Except for above (mainly Mullvad specific) errors, seems to work fine to me. Just be aware I only validated VPN is starting and traffic is pushed through the VPN. I didn't validate the fix in regards of IP and DNS ptr leaking due to lack of knowledge on the exact issue.

wfg commented 1 year ago

@JenswBE thanks for the help!

  1. Yes, you're right. I'll update the README.md before merging to main.
  2. A lot of this stuff was handled in the entrypoint script (example 1, 2). I wanted to rewrite it to be less "opinionated" and let users add this to their configuration files only if they wanted/needed.
the-hotmann commented 1 year ago

I seem to have found the problem after a long time. The environment variables were changed, but I did not update them.

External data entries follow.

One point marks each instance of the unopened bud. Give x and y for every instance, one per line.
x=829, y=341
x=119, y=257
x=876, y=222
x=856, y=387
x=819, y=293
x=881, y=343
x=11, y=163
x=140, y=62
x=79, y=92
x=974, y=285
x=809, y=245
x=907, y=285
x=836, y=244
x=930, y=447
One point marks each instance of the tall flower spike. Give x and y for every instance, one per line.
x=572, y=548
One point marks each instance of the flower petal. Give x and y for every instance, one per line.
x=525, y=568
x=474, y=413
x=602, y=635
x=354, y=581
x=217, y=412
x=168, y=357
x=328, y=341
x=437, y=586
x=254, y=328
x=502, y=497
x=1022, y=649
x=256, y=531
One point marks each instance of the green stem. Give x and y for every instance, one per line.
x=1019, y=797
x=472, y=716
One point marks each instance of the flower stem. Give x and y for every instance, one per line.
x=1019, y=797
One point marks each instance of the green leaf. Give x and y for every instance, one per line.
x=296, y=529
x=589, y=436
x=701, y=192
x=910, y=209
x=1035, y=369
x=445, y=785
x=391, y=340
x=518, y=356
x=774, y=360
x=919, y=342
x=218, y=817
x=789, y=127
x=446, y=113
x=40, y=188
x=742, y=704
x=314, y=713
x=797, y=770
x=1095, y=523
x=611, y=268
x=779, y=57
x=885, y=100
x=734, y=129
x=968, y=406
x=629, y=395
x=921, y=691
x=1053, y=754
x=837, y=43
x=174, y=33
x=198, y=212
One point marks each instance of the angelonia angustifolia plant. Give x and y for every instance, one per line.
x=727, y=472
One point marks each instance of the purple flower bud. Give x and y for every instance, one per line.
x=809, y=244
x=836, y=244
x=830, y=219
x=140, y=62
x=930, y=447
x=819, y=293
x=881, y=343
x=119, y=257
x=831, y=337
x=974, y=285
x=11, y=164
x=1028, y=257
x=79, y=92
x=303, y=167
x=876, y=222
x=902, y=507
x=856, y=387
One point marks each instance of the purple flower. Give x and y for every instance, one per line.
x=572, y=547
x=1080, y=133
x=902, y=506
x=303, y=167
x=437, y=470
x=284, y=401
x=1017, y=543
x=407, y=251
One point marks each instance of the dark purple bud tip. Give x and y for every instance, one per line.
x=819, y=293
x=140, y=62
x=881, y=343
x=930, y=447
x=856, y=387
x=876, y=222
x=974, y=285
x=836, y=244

I used KILL_SWITCH=on, which was not a valid option at that time. According to the documentation, any wrong value will disable the killswitch, which I think is highly dangerous.

A VPN without a killswitch doesn't make much sense as a VPN is about security. Without a killswitch, most people would agree that a VPN would be less secure. Please implement the killswitch in the following way:

ENV:

KILL_SWITCH

VALUES:

truthy (automatically detects the program to use - this value should be the default! What programm it uses by default is up to you) falsy nftables (this is a preference, iptables will be used for fallback. Basically the same as truthy, just with a preference) iptables (this is a preference, nftables will be used for fallback. Basically the same as truthy, just with a preference) All values should be checked case-insensitive in case of typos. Any invalid value should fallback to the default (truthy).

This way, all existing containers will behave as expected. This method also ensures that no "wrong" value can be provided, and a killswitch is always enabled until explicitly disabled.

A log entry, that clearly states that the killswitch is enabled would be really appreciated. As for now I can't really test it myself. Log could look something like this:

In case of truthy:

Killswitch = On (auto - nftables)
Killswitch = On (auto - iptables)

In case of falsy:

Killswitch = Off

In case of nftables:

Killswitch = On (nftables)

In case of iptables:

Killswitch = On (iptables)

In case of any ivalid value:

Killswitch = On (auto - nftables | invalid_value! )

Thanks for your work and would be nice to have some feedback on this suggestion.